Par Pesach Benson • 9 octobre 2025
Jérusalem, 9 octobre 2025 (TPS-IL) — Les institutions de santé, de justice et de sécurité d’Israël ont commencé à se mobiliser jeudi pour le retour tant attendu des otages détenus par le Hamas et la libération parallèle de prisonniers palestiniens.
Le ministère de la Santé a déclaré jeudi avoir achevé les préparatifs pour accueillir les rapatriés, s’appuyant sur ce que les responsables ont décrit comme « des leçons difficiles tirées des efforts précédents de libération et de sauvetage ». L’effort est coordonné par le Dr Hagar Mizrahi, responsable de la Division médicale du ministère. Trois hôpitaux — le Centre médical Sheba, Tel Aviv Sourasky (Ichilov) et le Centre médical Beilinson — serviront de principaux établissements pour accueillir les otages libérés. Dans les cas nécessitant une intervention immédiate, le Centre médical Soroka à Beer-Sheva et le Centre médical Barzilai à Ashkelon sont en alerte.
Mizrahi a déclaré que les équipes médicales ont reçu pour consigne de s’attendre à une gamme de complications possibles après une captivité prolongée. « Nous renforçons la surveillance et la capacité de soins intensifs au-delà de ce qui est normalement requis », a-t-elle déclaré.
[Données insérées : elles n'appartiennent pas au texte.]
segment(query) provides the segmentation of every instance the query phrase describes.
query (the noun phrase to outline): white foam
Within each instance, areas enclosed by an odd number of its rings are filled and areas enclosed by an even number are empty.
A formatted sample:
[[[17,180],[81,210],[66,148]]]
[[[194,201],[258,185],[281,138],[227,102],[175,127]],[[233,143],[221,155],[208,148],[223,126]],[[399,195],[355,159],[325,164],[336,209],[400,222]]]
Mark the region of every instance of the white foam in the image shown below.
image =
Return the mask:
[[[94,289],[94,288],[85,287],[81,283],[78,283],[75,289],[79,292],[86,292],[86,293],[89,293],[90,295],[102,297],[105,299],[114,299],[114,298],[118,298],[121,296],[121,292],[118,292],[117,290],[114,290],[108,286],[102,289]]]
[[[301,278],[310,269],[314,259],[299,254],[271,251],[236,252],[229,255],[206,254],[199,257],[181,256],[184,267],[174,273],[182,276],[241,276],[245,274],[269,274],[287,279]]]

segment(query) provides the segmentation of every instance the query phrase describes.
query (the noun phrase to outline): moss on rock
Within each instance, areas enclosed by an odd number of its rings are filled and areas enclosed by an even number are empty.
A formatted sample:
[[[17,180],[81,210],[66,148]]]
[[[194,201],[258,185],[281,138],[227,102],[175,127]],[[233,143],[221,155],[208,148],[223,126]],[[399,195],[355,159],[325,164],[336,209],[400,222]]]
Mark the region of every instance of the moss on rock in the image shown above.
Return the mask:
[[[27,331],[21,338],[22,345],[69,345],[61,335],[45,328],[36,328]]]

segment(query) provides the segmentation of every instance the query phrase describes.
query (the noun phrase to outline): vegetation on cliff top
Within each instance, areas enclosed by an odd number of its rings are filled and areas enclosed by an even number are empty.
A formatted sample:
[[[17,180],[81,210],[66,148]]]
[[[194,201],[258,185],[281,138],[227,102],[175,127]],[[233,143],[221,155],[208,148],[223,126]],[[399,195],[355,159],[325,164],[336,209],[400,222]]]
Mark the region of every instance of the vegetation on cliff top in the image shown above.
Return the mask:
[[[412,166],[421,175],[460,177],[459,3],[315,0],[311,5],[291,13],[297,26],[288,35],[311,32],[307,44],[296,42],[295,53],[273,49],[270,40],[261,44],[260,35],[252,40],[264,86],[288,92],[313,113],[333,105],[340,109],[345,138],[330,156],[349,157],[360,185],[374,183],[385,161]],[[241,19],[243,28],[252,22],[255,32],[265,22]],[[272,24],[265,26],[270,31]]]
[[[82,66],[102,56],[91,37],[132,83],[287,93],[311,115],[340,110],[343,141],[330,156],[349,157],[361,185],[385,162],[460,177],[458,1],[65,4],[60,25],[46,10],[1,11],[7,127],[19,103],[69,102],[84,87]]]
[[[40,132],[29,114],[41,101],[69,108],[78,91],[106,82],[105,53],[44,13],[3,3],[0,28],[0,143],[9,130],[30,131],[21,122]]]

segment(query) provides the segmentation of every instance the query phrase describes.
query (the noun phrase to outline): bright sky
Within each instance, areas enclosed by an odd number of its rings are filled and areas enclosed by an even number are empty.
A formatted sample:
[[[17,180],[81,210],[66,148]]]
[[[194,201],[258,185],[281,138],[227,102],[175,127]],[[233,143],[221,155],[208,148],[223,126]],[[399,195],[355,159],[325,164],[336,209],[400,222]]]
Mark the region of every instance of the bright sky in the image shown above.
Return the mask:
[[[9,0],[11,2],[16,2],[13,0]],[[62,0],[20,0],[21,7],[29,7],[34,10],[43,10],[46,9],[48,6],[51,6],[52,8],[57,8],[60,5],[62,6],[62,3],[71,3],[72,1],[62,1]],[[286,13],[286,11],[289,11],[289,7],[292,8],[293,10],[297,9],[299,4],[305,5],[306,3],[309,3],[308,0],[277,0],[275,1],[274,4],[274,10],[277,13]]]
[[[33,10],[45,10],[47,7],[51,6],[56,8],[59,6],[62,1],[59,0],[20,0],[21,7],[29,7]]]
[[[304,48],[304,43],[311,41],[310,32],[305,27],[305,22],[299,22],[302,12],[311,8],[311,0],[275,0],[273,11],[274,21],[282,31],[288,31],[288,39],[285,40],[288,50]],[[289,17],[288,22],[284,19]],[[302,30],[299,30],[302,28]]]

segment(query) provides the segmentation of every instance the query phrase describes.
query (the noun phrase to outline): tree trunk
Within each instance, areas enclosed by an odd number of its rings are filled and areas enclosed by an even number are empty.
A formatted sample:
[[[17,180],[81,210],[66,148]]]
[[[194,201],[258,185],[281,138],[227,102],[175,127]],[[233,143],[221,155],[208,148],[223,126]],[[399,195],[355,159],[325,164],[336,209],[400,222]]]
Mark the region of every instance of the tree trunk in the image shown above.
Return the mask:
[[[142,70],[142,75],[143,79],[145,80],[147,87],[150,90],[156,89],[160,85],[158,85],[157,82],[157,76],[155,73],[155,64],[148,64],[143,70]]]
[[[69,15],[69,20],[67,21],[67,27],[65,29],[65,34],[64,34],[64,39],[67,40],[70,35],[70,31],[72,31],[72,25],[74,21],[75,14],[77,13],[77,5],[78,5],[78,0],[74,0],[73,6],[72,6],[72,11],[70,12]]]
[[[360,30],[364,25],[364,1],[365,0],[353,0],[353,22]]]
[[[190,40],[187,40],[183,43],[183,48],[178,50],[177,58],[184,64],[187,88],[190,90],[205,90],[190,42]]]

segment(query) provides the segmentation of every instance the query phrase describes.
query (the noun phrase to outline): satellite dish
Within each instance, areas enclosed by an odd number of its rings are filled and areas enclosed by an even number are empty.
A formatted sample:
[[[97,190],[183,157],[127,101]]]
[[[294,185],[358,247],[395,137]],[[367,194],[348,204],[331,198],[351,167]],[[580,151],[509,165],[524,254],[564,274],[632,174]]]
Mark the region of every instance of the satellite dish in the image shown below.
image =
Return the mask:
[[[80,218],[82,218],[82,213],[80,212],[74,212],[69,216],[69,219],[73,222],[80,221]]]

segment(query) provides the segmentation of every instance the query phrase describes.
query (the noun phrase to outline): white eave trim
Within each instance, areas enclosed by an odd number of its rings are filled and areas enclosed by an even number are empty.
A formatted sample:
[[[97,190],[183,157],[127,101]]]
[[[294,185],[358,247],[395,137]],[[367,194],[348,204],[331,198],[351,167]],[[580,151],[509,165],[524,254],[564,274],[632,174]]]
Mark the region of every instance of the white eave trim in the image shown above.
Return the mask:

Parmi les principales préoccupations figure le syndrome de renutrition, une affection potentiellement mortelle qui peut survenir si des individus malnutris reçoivent de la nourriture trop rapidement. Selon Mizrahi, Israël a même transmis des directives médicales détaillées par l’intermédiaire de la Croix-Rouge il y a des semaines « dans l’espoir que ces instructions puissent prévenir les dommages avant la libération ».
Outre les soins physiques, les responsables mettent l’accent sur la récupération de la santé mentale. « Le tribut psychologique sera profond », a déclaré Mizrahi. « Notre priorité est de veiller à ce que le soutien se poursuive bien après l’hospitalisation, selon les souhaits de chaque rapatrié et de leur famille. » Les familles des otages recevront également des briefings et un accompagnement avant les retrouvailles.
Le ministère du Bien-être et des Affaires sociales a achevé son propre programme de réintégration approfondi pour les rapatriés. « Nous nous préparons à un processus de réhabilitation long et difficile », a déclaré Eti Kissos, directrice adjointe du ministère. « Chaque individu aura un travailleur social et un coordinateur de soins communautaires pour les guider dans leur rétablissement et faire le lien avec les professionnels de la santé. » Le plan comprend des soins échelonnés — commençant par les premières 24 heures et s’étendant au suivi à long terme — sans date de fin fixe.
Pendant ce temps, le ministère des Services religieux et l’Institut de médecine légale se préparent au possible retour des corps des otages décédés. Des équipes ont été désignées pour procéder à des procédures d’identification, qui peuvent prendre plusieurs jours dans les cas complexes, avant que des funérailles et des cérémonies officielles ne soient organisées par le Rabbina
Libération des prisonniers
Parallèlement, les forces de sécurité israéliennes se préparent aux libérations de prisonniers prévues pour accompagner le retour des otages. En Judée et Samarie, les Forces de défense israéliennes ont reçu l’ordre d’empêcher les célébrations publiques qui pourraient déclencher des troubles. Les unités ont reçu pour consigne d’intervenir de manière préventive, et les officiers du renseignement contactent les familles des prisonniers pour les mettre en garde contre l’organisation de rassemblements de masse.
Le Service pénitentiaire israélien concentre les prisonniers palestiniens dans les prisons d’Ofer et de Ketziot, où ils subiront des procédures d’identification, des examens médicaux et des contrôles de sécurité. Ils seront également examinés par du personnel de la Croix-Rouge. Tous les prisonniers libérés seront traités à la prison d’Ofer avant d’être envoyés dans leurs communautés d’origine, où les agences de sécurité continueront de surveiller leur activité.
Le ministère de la Justice travaille également contre la montre pour finaliser les documents juridiques permettant la libération des détenus palestiniens. Le Bureau du Procureur de l’État s’attend à des pétitions de familles de victimes du terrorisme s’opposant aux libérations, mais des responsables de haut niveau anticipent que la Haute Cour approuvera rapidement l’accord, citant sa signification politique et sécuritaire.
La liste des prisonniers prévus pour la libération sera publiée sur les sites web gouvernementaux pour permettre une période de 48 heures pour les appels avant l’exécution de l’échange.
Environ 1 200 personnes ont été tuées et 252 Israéliens et étrangers ont été pris en otage lors des attaques du Hamas contre les communautés israéliennes près de la frontière de Gaza le 7 octobre. Parmi les 48 otages restants, environ 20 sont censés être en vie.